Maximizing GPU Efficiency: Setting Up MIG on Nvidia H100 in Kubernetes
Table of Contents
- Introduction
- Prerequisites
- MIG Concepts & H100 Specifics
- Enabling MIG on the H100
- Integrating MIG with Kubernetes using the GPU Operator
- Real-World Use Case: Multi-Tenant GPU Efficiency with MIG
- Conclusion
Introduction
Modern AI and machine learning workloads often require powerful GPUs, but not every task needs the full capacity of a high-end card like the Nvidia H100. In multi-tenant environments—where multiple users or teams share the same hardware, this can lead to significant GPU underutilization, wasted resources, and increased operational costs.
Nvidia's Multi-Instance GPU (MIG) technology addresses these challenges by allowing a single GPU to be partitioned into multiple, fully isolated instances. Each instance behaves like a separate GPU, enabling true multi-tenancy and much higher efficiency. This not only maximizes your hardware investment but also contributes to sustainability by reducing the need for additional GPUs and lowering energy consumption.
In this post, we'll walk through how to set up and use MIG on the Nvidia H100 in a baremetal Kubernetes cluster, so you can maximize your GPU investment, enhance efficiency, and run diverse workloads side by side.
What you'll learn:
- What MIG is and how it works on the Nvidia H100
- How to enable and configure MIG for multi-tenancy
- How to set up MIG in a baremetal Kubernetes cluster using the GPU Operator
- How MIG can improve efficiency and sustainability in your infrastructure
Prerequisites
Before you begin, make sure you have the following:
- A baremetal Kubernetes cluster (Kubernetes v1.25 or newer recommended)
- At least one node equipped with an Nvidia H100 GPU
- Nvidia GPU drivers installed and compatible with the H100
- Helm installed on your management workstation
- kubectl access to your Kubernetes cluster
- (Optional) Basic familiarity with Linux and Kubernetes concepts
For setup instructions, refer to the official documentation:
Once you have these prerequisites in place, you'll be ready to enable and configure MIG on your H100 GPU within Kubernetes.
Supported GPUs
Not all the Nvidia GPUs support MIG, so be careful when you decide to buy one. In the official Nvidia documentation you can find out the supported GPUs
MIG Concepts & H100 Specifics
Nvidia's Multi-Instance GPU (MIG) technology allows a single physical GPU to be split into multiple, fully isolated GPU instances.

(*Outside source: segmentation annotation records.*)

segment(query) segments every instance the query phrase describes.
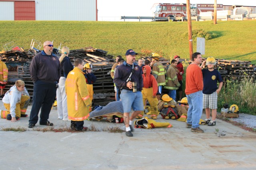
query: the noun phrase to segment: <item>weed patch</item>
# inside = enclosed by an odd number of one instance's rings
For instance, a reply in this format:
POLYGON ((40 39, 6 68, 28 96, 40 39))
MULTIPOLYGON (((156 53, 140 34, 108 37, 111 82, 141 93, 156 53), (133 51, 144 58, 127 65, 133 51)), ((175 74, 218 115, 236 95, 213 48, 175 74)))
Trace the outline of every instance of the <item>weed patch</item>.
POLYGON ((27 129, 24 127, 3 127, 2 128, 2 131, 14 131, 14 132, 24 132, 27 129))

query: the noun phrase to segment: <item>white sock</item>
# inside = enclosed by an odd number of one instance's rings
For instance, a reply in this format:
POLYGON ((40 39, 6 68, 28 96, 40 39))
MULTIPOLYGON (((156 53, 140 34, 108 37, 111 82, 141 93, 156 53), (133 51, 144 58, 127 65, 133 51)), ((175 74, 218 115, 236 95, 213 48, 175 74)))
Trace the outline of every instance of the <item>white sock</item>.
POLYGON ((129 121, 129 124, 130 125, 132 125, 132 121, 131 121, 131 120, 130 120, 130 121, 129 121))
POLYGON ((129 127, 126 127, 125 129, 126 129, 126 132, 131 130, 131 129, 130 128, 130 126, 129 127))

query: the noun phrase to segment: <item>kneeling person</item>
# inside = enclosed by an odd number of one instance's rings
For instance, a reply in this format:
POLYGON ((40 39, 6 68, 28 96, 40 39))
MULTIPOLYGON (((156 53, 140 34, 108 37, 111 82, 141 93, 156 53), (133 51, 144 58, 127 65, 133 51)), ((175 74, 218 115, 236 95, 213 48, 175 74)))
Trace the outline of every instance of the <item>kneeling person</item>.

Each instance has its own dedicated memory, compute cores, and resources, enabling multiple users or workloads to share a single GPU without interfering with each other.

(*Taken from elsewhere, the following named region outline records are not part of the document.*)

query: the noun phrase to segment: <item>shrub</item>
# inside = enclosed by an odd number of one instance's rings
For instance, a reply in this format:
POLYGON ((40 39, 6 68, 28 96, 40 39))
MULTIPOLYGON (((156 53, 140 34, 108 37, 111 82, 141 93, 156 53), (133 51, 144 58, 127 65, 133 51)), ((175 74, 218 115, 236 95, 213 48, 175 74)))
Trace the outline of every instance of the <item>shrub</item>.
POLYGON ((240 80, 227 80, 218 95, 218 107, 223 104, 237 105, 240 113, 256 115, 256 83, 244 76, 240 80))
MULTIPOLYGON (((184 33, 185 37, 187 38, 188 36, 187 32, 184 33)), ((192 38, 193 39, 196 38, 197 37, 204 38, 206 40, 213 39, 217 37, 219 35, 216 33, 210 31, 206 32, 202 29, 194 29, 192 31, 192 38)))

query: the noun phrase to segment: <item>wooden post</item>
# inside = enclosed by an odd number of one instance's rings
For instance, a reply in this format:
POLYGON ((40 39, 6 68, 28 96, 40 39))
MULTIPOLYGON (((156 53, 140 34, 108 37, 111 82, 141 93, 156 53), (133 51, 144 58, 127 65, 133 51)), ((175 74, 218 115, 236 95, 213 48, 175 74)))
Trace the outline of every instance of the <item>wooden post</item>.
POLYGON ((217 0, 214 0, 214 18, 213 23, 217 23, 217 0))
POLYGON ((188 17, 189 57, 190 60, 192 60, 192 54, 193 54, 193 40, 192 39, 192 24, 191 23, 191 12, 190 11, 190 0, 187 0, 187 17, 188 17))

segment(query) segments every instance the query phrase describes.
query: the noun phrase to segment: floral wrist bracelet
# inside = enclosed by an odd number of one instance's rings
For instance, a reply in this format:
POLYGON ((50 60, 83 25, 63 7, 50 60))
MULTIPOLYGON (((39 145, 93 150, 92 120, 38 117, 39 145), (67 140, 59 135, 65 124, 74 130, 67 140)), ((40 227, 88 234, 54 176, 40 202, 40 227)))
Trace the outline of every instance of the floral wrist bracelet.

Partitioning is beneficial for workloads which do not fully saturate the GPUs compute capacity, a lot of GPU workloads do not require a full GPU, so if you are doing a POC likely you don't need 94gb og GPU memory by your Nvidia H100. Without GPU partitioning, there is no room for multi tenancy and you would need to have an entire GPU allocated, using it or not. So similar concept that how Kubernetes handles CPU and Memory, you could set the partitions that best fit your workloads needs.
Why MIG Matters
- Efficiency: Run multiple workloads on a single GPU, maximizing utilization and reducing idle resources.
- Multi-tenancy: Safely share GPU resources between users, teams, or applications.
- Flexibility: Choose the right partition size for each workload, from small inference jobs to large training tasks.
Understanding MIG Device Names
By default, a MIG device consists of a single "GPU Instance" and a single "Compute Instance". The following table highlights a naming convention to refer to a MIG device by its GPU Instance's compute slice count and its total memory in GB (rather than just its memory slice count).
When only a single CI is created (that consumes the entire compute capacity of the GI), then the CI sizing is implied in the device name.

H100-Specific Capabilities
The Nvidia H100 supports a wide range of MIG profiles, allowing you to tailor GPU partitions to your needs. For example, you can create up to 7 separate GPU instances on a single H100, each with different memory and compute allocations.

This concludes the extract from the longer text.